Мистическая основа мира для вас беззвучна, как гул поэзии. В ваших руках решительно все теряет исходное назначение, и храмы превращаются в жертвенники. Чего ни коснетесь – там прах и пепел.
А нам-то как быть, нам, партизанам, сознательно увидевшим жизнь как сумму интеллектуальных фрагментов? Мы ведь живем от набега к набегу. Поняли кожей: система мертвит, истина – в минуте догадки, правда и жизнь – в штрихе, в оттенке. Нам трудно смириться и отказаться от ежедневных усилий духа, даже осознав их опасность. С тех пор как моя футурософия с ее проскопическими способностями позволила мне увидеть прошлое не как причину, а как следствие, я понимаю: пора уняться. Когда созреваешь для децентрации, то обретаешь новое зрение. Можно ли тешить свое самолюбие, чтобы лишать остальных надежды? Стремно и стыдно. Остановись. Поэтому я обрываю работу. Фрагменты остаются фрагментами».
Раздался требовательный звонок. Вдова перевернула страницу и отворила входную дверь. Увидев Гвидона, она протянула:
– Явился младой уловитель душ. Он долго ходил с шапкой по кругу.
– Очень обидно, – сказал Гвидон. – Я откусил бы себе язык, прежде чем попросить хоть копейку.
– Звучит по-дворянски. Даже по-княжески.
– Но если люди хотят способствовать изданию наследия Гранда, которого они почитают, я этим людям – не помеха. Хватать их за руки я не стану. Можете чернить меня дальше.
– Откуда ты взялся, такой ранимый?
– Оттуда, из-за горной гряды. Из-за хребта, который делит сердечный Юг и бездушный Север.
– И много вас там, таких захребетников?
– А все такие. Все – с тонкой кожей.
Они неспешно прошли в кабинет. Гвидон со вздохом уселся в кресло. Вдова принесла ему кофе с крекером и сардонически произнесла:
– Убого после твоих пиров, но иногда полезно вспомнить, как принимают гостей разночинцы. Славно тебя ублажил Полуактов?
– Были в «Сирене». Я себя чувствовал, словно Садко на дне морском. Всюду аквариумы. И пираньи. Что за стеклом, что за столом. Сидят себе и двигают челюстями.

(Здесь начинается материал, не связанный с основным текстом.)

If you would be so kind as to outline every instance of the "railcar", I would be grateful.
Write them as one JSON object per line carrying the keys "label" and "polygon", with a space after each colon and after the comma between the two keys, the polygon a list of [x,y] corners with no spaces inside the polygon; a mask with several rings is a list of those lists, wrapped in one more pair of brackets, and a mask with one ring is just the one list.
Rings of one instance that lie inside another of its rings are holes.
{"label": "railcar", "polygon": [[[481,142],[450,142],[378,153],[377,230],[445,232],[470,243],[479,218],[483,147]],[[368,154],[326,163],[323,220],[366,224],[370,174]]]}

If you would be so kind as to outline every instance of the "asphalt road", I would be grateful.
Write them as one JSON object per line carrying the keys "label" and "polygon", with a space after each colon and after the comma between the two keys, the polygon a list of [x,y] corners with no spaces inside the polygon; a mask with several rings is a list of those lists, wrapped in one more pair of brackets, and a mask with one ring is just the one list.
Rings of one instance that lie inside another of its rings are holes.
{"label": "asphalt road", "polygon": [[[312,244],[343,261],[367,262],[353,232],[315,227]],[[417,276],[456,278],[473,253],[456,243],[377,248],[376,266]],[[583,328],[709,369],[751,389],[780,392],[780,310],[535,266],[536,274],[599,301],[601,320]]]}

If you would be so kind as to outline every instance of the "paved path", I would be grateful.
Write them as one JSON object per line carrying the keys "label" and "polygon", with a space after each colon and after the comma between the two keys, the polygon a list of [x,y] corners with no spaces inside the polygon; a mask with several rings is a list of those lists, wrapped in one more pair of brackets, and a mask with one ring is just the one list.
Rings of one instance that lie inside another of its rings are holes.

– А что на столе? – спросила вдова.
– Дары воды. Сельдь со слезой. Форель поэтическая, как девственница. Лосось.
Вдова сказала:
– Не слабо. Не пожалел бы гранта на Гранда – и не пришлось бы теперь вертеться.
– Да, монстр шустр, – сказал Гвидон.
Вдова презрительно уронила:
– Какой он монстр? Так… глист в кишке. Обычная партийная жопа.
– Еще состоит? – изумился Гвидон.
– Не знаю, – отмахнулась вдова. – Где-нибудь точно состоит. Такие присоски не могут без крыши. А что Долгошеин? Он тебе – как?
– Зеро. Сообщил, что он государственник. Водил меня в «Пекинскую утку». Меню смешанное: пельмени с креветками вместе с национальной идеей. Сначала он мне лепил горбатого с очень гражданственным надрывом, потом кололся до пупа. Я сам – просвещенный абсолютист, но тут потянуло на русскую вольницу. Хотя бы – на новгородское вече.
– «Сирена» и «Пекинская утка». Недешево ты им обошелся.
– Это еще только начало.
– Жулики, – пробормотала вдова. – Все жулики. И ты в том числе. Все – скифы с жадными очами.
– Благодарю вас. За скифа – в особенности.
Вдова не ответила. Две желтые молнии вылетели из разгневанных глаз.
– Оба они друг друга стоят. Оба работают в этом цирке. Долгошеин – печальник горя народного, а Полуактов – светильник разума. Беленький, чистенький, благоухающий. Как унитаз из магазина.
– Сильно страдал, – сообщил Гвидон.
– Нечем ему страдать, недоноску. Нет сердца – один сплошной желудок. То же самое – другой проходимец. Японский бог! Ядрена Матрена! Отказываешь себе во всем ради издания книги Гранда, а этот хряк глотает креветки. Иху мать! И от них зависел Гранд!
Она еще несколько раз прогулялась по аллеям ненормативной лексики.
– Это пойдет в последний раздел, – одобрительно произнес Гвидон.
Пересказав ей обе беседы, он подчеркнул, что последний раздел лишает сна его сотрапезников. Они бы хотели увидеть издание без этой части наследия Гранда.
– Какого хера? – взвилась вдова. – Они еще будут мне диктовать!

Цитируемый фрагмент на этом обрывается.